Skyborn
Page 24
“You have suffered so greatly out here in this wilderness,” said Honn. “Wouldn’t it have been so much easier to take my offer the day you fled? A quick trip back to my people and yours. I offered you a mercy then, greater than you could have known.” His eyes narrowed; his lips pressed into a thin line. “I will not show it now.”
“And neither will I.”
Oleja raised her bow. Honn smirked, already raising a hand for his visor. Oleja fired.
Thunk. The arrow pierced the wooden stilt beneath the ledge, batting it aside and sending both sailing to the crevice floor. Honn got only a moment’s confusion before the ground beneath him buckled and gave way.
Coyotes yelped. Honn shouted. A thundering rumble ripped through the still air, stone sliding on stone. Honn pitched forward, releasing his sword as he swung out both arms, grabbing for something, anything, to save him from plummeting to the bottom. But they came up empty, finding only open air.

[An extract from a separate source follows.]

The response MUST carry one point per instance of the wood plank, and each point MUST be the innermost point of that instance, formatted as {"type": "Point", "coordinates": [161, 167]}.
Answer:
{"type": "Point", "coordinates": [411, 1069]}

When he landed head-first at the bottom, a cacophony of metal crashing down split the very earth beneath Oleja. It shredded her ears and made stars dance in her vision. Honn’s sword clattered on the rocks beside him.
The chunk of the ledge that broke free came hurtling down next, crashing against the crevice walls as it fell. The two lead coyotes slipped, their claws skittering on the stone as they lost all footing and fell. Their harnesses pulled taut, and as the ground continued to give way, the next two in line slid forward to meet their companions. They yipped and howled in pain. The four dangling over the edge tugged on the straps and the rest of the team and sled lurched forward with a snap, careening over the edge, joining in the collapse. Other debris crumbled away, tearing free from the stone around it and crashing down in a massive avalanche that spread up and down the length of the crevice with each new stone that joined in the downfall of Honn. Even as he stirred, the largest chunk of the rubble struck him, crushing him beneath its weight, handing him the same demise that Pahlo met mere hours earlier.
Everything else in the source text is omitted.